Construction materials prices rise 0.7% in January
| February 20, 2013
National construction materials prices increased 0.7 percent percent in January, according to the latest Associated Builders and Contractors Producer Price Index (PPI) report. In the year between January 2012 and January 2013, materials rose 1.3 percent.
ABC Chief Economist Anirban Basu said he expects construction materials prices to remain volatile for the remainder of 2013. The report shows several non-metal product prices trending higher in January.
“We have been anticipating an increase in construction materials price volatility for several months,” Basu said. “Some of the materials experiencing instability relate more closely to residential construction. Because of the severe downturn in residential activity, a certain level of productive capacity was removed from the marketplace.”
Softwood lumber prices rose 6.7 percent and are now 24.8 percent higher than one year ago. Prices for prepared asphalt, tar roofing and siding rose 0.9 percent and are 0.7 percent higher than last January. Concrete product prices increased 0.3 percent compared to December and are 2.3 percent higher than one year ago.
“With demand for softwood lumber and other materials associated with residential construction now rising, prices also are moving higher,” Basu explained. “Moreover, increased exports to China have contributed to the recent surge in softwood lumber prices.”

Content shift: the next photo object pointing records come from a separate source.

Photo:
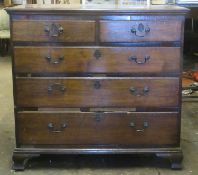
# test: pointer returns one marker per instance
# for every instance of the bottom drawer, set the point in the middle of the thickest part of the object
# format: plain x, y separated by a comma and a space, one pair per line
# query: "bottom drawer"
130, 129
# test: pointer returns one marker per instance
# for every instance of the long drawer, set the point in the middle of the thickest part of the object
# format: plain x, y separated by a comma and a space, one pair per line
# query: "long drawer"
140, 31
97, 59
97, 92
54, 30
127, 129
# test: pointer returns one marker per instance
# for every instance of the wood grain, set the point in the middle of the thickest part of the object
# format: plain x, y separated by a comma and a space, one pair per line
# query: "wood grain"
81, 92
120, 31
73, 30
84, 129
111, 60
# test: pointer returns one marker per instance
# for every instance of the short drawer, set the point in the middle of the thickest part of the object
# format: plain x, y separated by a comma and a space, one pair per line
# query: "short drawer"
53, 30
97, 92
97, 59
140, 31
127, 129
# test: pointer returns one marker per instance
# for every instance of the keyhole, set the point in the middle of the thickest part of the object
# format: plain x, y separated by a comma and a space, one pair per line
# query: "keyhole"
140, 27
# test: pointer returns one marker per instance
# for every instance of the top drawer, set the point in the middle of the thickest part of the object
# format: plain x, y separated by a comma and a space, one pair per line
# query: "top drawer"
140, 31
54, 30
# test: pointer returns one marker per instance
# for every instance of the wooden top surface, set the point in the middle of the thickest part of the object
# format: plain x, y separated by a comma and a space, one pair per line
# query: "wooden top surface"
75, 8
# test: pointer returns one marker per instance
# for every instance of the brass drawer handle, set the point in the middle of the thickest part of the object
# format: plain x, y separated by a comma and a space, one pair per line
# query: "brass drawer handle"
98, 116
133, 125
52, 128
142, 92
135, 59
97, 85
141, 30
54, 30
54, 60
97, 54
56, 86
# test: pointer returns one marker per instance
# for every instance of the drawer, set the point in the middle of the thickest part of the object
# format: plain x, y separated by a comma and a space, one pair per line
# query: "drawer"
140, 31
97, 92
53, 30
97, 59
127, 129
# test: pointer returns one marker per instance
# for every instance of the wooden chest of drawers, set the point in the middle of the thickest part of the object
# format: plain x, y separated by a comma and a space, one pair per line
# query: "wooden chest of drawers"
97, 80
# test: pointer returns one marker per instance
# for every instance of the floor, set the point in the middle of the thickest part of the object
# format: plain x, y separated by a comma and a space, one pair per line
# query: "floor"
92, 165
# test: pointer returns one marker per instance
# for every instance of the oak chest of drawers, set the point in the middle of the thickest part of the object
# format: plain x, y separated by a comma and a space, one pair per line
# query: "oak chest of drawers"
97, 80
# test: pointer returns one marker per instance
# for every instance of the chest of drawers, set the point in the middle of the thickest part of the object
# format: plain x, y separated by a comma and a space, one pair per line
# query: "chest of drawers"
97, 80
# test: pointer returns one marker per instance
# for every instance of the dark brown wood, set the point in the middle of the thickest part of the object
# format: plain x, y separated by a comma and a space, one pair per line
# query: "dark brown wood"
98, 128
175, 159
110, 59
97, 92
120, 31
20, 160
97, 41
73, 31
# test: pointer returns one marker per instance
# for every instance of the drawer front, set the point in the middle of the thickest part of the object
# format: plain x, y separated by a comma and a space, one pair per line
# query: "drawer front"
139, 31
55, 31
97, 60
97, 92
127, 129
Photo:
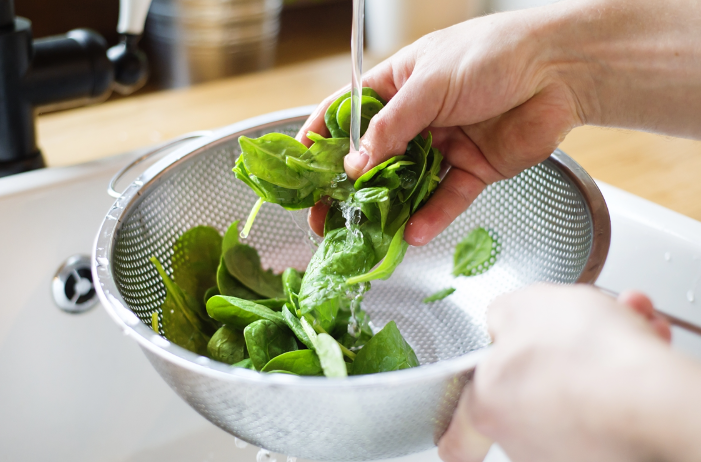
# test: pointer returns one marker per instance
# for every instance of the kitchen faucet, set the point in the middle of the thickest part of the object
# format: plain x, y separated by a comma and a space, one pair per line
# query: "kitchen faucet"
58, 72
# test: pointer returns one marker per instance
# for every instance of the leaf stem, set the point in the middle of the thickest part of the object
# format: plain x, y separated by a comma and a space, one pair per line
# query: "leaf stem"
251, 218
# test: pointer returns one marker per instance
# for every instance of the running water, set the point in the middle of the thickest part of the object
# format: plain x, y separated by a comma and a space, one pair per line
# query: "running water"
356, 71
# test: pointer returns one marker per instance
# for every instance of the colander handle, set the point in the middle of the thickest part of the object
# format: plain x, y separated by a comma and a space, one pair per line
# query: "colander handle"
174, 142
673, 320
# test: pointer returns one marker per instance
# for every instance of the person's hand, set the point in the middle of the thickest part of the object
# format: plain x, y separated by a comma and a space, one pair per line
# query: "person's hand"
499, 93
491, 103
574, 375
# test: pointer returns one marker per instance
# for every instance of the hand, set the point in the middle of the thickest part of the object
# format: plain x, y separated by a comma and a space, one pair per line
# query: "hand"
574, 375
499, 93
485, 93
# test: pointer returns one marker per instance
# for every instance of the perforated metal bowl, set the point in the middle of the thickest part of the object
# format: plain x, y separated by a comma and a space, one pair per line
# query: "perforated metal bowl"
552, 225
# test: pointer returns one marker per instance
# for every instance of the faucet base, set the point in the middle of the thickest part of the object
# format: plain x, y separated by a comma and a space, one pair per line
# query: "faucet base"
22, 165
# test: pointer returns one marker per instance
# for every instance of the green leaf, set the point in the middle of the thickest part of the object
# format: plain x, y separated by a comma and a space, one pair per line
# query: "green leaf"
369, 107
266, 340
328, 351
180, 320
295, 326
265, 157
395, 255
274, 304
211, 292
300, 362
474, 254
227, 346
386, 351
195, 260
331, 113
374, 203
440, 295
340, 255
243, 263
238, 313
370, 174
230, 286
291, 283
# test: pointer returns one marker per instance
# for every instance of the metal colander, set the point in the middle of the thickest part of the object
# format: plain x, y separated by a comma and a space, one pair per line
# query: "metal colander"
550, 221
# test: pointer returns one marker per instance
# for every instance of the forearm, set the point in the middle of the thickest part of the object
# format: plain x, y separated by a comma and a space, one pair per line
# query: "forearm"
630, 63
650, 403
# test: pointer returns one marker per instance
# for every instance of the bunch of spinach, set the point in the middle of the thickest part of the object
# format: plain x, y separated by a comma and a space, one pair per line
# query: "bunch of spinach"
221, 303
364, 229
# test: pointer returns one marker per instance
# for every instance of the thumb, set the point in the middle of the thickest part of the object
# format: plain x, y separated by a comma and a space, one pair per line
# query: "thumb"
462, 442
410, 111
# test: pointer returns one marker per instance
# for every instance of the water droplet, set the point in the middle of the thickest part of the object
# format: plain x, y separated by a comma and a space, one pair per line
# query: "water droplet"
265, 456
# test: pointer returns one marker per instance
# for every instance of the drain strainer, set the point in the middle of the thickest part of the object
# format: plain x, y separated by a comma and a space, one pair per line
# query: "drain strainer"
72, 286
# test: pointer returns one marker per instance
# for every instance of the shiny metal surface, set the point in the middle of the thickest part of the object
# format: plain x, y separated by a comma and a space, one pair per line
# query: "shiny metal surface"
200, 40
72, 287
546, 226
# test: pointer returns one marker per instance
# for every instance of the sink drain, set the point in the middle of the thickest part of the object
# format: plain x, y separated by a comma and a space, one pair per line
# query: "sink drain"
72, 286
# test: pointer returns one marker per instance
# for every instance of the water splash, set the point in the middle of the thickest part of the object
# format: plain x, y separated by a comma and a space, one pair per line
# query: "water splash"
265, 456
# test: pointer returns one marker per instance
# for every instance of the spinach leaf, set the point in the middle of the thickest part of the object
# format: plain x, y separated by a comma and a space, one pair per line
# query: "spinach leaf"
246, 364
195, 259
230, 286
211, 292
328, 351
440, 295
300, 362
266, 340
386, 351
227, 346
295, 326
395, 255
370, 174
238, 313
369, 107
181, 322
474, 254
374, 203
291, 283
243, 263
265, 157
332, 112
291, 199
342, 254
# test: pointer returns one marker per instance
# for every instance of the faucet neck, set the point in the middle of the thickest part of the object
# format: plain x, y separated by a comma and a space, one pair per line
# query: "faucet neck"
7, 14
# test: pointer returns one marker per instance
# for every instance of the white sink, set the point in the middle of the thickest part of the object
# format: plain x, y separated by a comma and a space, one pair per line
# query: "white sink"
73, 388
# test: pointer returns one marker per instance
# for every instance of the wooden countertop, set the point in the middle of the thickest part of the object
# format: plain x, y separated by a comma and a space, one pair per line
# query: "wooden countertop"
662, 169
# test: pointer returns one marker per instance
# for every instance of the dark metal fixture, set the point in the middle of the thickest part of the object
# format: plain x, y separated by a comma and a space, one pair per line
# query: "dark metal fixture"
59, 72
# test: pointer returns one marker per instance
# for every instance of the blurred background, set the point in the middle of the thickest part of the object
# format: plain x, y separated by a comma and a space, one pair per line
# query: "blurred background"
192, 41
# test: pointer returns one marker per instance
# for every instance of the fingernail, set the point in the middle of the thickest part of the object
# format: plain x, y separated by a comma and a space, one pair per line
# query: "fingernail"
356, 162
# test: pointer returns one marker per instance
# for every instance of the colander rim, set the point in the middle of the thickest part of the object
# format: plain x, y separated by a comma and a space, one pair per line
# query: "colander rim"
132, 326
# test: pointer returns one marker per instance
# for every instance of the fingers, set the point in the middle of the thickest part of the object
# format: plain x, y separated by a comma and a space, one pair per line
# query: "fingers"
462, 442
316, 123
456, 192
411, 110
317, 216
641, 304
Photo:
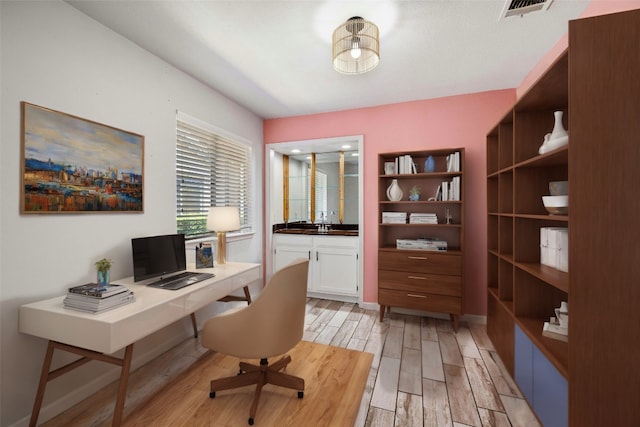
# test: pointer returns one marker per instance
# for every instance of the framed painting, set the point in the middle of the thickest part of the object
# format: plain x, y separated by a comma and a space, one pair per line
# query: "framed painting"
74, 165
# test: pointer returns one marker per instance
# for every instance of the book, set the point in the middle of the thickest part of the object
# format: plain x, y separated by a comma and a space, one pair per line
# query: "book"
389, 168
96, 290
556, 332
98, 305
204, 256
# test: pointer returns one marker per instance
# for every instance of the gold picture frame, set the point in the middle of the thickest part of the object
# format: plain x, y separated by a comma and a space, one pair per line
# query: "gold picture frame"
74, 165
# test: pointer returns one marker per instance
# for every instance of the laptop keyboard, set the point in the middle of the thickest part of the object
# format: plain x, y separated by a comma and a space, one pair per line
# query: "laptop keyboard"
181, 280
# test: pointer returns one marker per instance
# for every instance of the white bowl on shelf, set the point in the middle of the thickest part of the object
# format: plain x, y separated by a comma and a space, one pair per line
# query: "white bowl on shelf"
556, 205
559, 188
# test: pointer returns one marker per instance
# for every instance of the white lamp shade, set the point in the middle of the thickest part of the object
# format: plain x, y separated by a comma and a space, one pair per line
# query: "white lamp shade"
223, 218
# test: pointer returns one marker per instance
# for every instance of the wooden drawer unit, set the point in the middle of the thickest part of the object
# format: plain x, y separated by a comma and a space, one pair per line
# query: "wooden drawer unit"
430, 262
420, 301
420, 283
420, 280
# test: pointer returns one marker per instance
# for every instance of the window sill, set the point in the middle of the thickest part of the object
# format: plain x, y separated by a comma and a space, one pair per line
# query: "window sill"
231, 237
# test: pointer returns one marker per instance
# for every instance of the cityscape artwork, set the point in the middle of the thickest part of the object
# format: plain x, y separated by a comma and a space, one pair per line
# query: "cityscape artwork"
74, 165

Metal material prices varied in January. Nonferrous wire and cable prices edged 0.2 percent higher for the month and are up 0.2 percent year over year. Prices for plumbing fixtures and fittings were flat for the month, but are 1.3 percent higher compared to the same time last year.
Iron and steel prices decreased 0.2 percent in January and are 10.1 percent lower than the same time last year. Steel mill prices slipped 0.1 percent for the month and are 8.3 percent lower than one year ago. Prices for fabricated structural metal products were down 0.4 percent in January, but are up 0.4 percent year over year.
“The other major impetus for volatility in January was petroleum,” Basu said. “As many American consumers can attest, oil and gasoline prices have been rising recently. With the Indian and Chinese economies expected to expand more than 6 percent and 8 percent, respectively, and with part of the of the industrial world stabilizing, oil prices are not expected to fall significantly anytime soon, and they could continue their upward trajectory in the summer months.”
Crude energy materials prices increased 2.3 percent in January, driven by an 8.1 percent increase in crude petroleum prices. Year over year, crude energy materials prices are down 1.5 percent. Overall, the nation’s wholesale goods prices increased 0.2 percent in January and are 1.4 percent higher than the same time last year.